From the Copernicus Program Climate Change Service:
Globally, October was 0.69°C warmer than the average October from 1981-2010, making it by a narrow margin the warmest October in this data record. Europe generally saw above-average temperatures, with the exception of most of the north and north-west of the continent. Temperatures were much above average in large parts of the Arctic, while much of western USA and Canada experienced much below average temperatures.
October temperatures in 2019 were above the 1981-2010 average for most of Europe, especially so in the east and south-east. Below-average temperatures occurred over most of the north and north-west of the continent.
Elsewhere, temperatures over the northern hemispheric land masses were markedly above average over parts of the Arctic, over the eastern USA and Canada, and over the Middle East and much of North Africa and Russia. Temperatures were likewise well above average over southern Brazil, southern Africa, western and southern Australia, and most of eastern Antarctica.
Temperatures over land were substantially below average over a region encompassing much of the western USA and Canada. They were also below average in parts of tropical Africa and Antarctica, and to a lesser degree over several other regions.

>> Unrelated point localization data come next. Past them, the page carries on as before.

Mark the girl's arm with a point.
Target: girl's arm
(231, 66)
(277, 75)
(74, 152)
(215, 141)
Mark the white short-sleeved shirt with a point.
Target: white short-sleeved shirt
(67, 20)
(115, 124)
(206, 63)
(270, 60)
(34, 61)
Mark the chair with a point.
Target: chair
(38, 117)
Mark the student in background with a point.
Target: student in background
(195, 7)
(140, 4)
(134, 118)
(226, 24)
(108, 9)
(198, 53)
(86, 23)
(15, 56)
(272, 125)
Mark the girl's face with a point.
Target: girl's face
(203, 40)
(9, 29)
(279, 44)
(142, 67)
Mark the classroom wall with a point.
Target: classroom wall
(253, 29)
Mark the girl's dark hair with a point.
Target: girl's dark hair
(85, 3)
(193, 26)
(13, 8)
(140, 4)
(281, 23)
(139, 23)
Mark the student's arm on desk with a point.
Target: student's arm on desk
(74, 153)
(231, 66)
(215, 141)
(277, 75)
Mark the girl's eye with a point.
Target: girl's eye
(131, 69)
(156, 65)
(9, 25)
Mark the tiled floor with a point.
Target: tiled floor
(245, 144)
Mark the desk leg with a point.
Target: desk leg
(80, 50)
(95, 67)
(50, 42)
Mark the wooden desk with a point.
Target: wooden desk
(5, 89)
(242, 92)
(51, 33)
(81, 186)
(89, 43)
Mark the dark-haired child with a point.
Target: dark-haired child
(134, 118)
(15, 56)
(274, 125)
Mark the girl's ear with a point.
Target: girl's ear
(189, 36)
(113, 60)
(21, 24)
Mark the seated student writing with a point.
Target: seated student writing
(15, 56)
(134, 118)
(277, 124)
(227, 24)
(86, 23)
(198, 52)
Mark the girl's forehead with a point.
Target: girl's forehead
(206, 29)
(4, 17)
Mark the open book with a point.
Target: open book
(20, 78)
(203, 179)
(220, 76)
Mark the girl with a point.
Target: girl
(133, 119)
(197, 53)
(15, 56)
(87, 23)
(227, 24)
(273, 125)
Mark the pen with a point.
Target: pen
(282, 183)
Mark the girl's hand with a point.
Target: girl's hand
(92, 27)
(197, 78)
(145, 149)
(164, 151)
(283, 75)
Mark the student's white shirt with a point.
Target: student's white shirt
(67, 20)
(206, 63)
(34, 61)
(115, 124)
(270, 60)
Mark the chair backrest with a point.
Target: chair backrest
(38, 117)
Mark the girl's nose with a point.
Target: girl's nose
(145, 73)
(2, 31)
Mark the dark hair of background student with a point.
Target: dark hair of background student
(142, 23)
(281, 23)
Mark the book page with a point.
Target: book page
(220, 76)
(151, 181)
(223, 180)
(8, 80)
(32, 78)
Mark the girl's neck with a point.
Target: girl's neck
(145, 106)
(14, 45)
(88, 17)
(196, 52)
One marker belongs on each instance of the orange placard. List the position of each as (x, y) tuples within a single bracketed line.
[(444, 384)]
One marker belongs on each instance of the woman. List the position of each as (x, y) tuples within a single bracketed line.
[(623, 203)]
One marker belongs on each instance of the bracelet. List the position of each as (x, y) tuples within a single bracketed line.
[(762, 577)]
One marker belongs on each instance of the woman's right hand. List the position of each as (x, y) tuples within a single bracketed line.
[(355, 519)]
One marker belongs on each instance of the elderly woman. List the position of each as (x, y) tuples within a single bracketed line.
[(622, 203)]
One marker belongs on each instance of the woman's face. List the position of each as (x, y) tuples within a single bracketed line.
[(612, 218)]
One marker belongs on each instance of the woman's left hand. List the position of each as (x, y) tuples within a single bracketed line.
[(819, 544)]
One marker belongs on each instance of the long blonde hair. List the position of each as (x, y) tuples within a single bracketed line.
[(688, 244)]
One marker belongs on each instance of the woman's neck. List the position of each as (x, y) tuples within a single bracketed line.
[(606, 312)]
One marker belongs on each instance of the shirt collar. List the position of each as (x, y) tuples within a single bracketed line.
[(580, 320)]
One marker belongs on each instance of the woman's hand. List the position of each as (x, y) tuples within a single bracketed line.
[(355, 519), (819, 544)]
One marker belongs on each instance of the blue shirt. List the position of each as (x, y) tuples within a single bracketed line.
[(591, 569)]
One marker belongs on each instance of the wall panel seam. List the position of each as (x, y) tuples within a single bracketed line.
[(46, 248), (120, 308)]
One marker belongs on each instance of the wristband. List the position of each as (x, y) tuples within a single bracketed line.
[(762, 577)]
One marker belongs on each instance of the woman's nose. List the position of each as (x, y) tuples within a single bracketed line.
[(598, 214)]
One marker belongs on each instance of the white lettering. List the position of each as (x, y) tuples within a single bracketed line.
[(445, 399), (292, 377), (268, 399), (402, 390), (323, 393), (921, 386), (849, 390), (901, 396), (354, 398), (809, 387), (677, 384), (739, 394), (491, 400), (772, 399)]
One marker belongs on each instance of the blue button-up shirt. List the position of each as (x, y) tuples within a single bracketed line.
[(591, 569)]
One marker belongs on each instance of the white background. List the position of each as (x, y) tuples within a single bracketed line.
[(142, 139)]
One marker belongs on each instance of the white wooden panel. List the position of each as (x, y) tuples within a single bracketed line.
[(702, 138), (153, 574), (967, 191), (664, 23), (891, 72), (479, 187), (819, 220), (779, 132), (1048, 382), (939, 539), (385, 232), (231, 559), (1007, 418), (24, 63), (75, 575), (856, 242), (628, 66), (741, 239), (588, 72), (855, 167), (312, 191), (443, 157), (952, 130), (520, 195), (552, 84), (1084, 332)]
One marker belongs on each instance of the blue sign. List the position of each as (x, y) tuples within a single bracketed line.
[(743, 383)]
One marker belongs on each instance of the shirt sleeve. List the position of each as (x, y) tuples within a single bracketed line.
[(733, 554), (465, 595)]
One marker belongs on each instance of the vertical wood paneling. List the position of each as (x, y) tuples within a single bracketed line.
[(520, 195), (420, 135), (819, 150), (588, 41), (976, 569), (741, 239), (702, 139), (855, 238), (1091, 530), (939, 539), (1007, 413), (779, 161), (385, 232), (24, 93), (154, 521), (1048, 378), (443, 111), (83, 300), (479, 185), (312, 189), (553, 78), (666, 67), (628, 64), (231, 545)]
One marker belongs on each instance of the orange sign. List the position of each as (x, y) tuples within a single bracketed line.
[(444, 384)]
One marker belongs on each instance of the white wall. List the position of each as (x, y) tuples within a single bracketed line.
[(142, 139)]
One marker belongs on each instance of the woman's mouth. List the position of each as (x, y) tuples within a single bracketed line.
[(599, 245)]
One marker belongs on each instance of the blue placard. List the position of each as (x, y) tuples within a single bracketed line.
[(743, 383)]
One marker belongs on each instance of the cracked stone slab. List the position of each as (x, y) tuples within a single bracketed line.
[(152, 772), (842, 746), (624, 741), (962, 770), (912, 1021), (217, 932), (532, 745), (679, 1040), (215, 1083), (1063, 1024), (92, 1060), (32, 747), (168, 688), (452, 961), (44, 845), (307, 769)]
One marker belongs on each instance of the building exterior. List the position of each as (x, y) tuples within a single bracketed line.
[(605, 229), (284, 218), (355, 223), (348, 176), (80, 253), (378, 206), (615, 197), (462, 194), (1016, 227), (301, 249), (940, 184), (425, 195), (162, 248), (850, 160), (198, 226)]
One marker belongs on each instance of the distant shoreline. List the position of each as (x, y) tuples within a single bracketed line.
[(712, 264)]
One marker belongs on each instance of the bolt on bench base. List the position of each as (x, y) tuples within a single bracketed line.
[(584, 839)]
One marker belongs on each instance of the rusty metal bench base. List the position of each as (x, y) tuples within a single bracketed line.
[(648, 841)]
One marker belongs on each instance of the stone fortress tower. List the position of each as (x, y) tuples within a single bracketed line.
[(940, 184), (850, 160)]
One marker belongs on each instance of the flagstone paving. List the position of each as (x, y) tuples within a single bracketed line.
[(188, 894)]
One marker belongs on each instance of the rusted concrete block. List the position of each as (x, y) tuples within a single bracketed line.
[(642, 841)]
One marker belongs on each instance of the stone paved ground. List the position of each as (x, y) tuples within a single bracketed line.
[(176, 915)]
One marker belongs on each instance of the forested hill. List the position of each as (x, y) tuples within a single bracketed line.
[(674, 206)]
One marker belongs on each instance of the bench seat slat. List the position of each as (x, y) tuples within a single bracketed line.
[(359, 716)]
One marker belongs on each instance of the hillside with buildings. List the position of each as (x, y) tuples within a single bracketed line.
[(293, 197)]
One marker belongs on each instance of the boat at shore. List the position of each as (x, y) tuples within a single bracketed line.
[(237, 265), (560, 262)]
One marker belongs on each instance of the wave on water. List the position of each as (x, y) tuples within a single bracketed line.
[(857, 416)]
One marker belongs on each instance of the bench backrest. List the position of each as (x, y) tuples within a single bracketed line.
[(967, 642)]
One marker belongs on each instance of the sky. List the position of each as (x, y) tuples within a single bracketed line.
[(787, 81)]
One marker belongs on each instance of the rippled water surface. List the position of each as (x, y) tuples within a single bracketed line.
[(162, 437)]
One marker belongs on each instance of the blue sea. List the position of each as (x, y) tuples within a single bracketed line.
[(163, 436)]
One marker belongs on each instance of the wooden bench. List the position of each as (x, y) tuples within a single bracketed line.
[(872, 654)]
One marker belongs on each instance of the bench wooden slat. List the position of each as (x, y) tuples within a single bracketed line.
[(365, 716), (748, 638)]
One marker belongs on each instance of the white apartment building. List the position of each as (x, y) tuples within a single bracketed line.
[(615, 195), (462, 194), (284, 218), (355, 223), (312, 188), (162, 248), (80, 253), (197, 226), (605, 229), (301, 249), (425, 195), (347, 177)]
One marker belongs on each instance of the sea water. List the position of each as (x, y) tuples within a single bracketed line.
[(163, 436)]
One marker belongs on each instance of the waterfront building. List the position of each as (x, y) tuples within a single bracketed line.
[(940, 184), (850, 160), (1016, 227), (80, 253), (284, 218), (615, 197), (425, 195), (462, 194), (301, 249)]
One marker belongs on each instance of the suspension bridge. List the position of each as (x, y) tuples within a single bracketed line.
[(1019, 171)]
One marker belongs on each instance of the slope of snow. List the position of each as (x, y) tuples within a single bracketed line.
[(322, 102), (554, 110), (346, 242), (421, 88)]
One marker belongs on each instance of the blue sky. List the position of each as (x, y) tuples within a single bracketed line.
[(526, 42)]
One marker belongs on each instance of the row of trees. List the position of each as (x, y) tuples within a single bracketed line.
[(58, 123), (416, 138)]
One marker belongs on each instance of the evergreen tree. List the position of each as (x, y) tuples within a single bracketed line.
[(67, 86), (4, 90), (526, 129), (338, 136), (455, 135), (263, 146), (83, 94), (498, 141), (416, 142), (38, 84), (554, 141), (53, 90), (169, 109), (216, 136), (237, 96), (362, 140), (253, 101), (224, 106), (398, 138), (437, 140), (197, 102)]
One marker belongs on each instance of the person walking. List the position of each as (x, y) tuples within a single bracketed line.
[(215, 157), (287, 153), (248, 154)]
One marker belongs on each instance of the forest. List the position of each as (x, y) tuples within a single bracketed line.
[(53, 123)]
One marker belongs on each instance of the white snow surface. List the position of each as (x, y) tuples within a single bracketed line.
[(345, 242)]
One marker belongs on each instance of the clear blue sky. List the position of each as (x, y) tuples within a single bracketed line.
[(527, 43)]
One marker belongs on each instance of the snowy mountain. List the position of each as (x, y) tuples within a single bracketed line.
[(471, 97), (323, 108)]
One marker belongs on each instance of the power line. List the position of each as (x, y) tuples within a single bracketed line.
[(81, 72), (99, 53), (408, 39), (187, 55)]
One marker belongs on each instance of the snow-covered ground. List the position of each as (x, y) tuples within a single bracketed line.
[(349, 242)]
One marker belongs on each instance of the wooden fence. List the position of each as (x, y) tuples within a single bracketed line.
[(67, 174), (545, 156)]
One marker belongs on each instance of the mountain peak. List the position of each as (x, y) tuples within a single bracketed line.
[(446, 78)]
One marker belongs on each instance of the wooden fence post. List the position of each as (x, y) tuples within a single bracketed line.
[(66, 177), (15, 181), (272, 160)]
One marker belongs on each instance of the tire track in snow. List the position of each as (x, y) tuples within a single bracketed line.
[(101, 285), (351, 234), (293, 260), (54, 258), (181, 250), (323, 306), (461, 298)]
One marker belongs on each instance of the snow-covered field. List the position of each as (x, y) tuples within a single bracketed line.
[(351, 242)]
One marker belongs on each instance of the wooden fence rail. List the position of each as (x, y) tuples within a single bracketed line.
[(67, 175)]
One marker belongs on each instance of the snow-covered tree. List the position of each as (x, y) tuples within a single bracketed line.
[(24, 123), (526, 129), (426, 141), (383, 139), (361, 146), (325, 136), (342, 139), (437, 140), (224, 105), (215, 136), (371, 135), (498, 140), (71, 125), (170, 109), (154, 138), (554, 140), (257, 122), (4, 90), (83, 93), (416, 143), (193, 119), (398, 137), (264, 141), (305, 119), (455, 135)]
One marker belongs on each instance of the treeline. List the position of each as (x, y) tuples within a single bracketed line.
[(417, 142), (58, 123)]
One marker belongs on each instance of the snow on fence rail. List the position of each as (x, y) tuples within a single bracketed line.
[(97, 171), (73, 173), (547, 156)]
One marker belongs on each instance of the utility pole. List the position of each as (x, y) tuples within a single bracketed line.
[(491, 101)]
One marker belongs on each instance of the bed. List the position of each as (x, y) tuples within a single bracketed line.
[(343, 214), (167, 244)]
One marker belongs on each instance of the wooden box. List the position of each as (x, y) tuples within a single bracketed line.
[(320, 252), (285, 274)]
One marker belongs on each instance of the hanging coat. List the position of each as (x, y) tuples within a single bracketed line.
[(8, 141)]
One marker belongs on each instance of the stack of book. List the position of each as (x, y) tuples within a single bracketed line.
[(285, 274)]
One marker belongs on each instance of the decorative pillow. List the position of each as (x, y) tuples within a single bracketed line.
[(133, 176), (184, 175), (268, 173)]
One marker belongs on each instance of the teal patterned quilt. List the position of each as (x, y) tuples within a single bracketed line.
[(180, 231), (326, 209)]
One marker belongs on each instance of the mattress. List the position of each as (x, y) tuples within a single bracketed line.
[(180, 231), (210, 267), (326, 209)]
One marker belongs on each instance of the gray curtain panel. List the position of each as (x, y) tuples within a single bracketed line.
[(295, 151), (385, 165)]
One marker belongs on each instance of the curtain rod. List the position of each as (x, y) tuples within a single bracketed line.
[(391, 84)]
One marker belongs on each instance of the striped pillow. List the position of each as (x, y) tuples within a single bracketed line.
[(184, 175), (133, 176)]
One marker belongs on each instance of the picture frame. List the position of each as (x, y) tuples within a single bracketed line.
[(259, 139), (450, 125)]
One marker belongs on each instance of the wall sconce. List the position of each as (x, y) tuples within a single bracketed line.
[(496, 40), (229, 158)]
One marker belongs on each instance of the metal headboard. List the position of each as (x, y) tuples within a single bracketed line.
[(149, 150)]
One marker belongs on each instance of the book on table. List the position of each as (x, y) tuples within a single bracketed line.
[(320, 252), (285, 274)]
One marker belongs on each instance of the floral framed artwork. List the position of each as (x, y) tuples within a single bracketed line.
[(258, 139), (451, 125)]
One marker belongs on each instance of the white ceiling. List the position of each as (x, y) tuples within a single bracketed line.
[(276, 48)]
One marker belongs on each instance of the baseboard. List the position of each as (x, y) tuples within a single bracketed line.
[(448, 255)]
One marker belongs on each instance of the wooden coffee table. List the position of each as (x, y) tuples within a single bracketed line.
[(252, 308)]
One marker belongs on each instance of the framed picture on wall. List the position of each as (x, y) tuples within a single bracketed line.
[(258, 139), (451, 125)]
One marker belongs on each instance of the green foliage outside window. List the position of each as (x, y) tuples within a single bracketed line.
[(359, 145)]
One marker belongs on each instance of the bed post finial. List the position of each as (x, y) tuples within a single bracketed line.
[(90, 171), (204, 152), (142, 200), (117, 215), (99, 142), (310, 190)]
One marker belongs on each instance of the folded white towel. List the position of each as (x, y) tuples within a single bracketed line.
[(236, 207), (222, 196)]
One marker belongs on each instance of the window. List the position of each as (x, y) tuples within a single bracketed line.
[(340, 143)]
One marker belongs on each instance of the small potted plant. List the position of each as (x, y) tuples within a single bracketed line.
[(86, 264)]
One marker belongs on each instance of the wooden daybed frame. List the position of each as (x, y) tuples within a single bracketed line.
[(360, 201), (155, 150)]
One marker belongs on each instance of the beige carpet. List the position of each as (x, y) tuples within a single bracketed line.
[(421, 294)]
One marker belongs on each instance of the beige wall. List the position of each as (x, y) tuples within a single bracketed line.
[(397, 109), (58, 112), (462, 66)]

Regions of below-average temperature occurred over all major oceans, including the tropical eastern Pacific and the ice-covered Weddell Sea. Air temperatures over sea were nevertheless predominantly higher than average, especially so over several Arctic and Antarctic seas and over the north-eastern Pacific Ocean.
Global temperatures were substantially above average in October 2019. The month was:
0.69°C warmer than the average October from 1981-2010, making it by a narrow margin the warmest October in this data record; an insignificant 0.01°C warmer than October 2015, the second warmest October; 0.09°C warmer than October 2017, the third warmest October.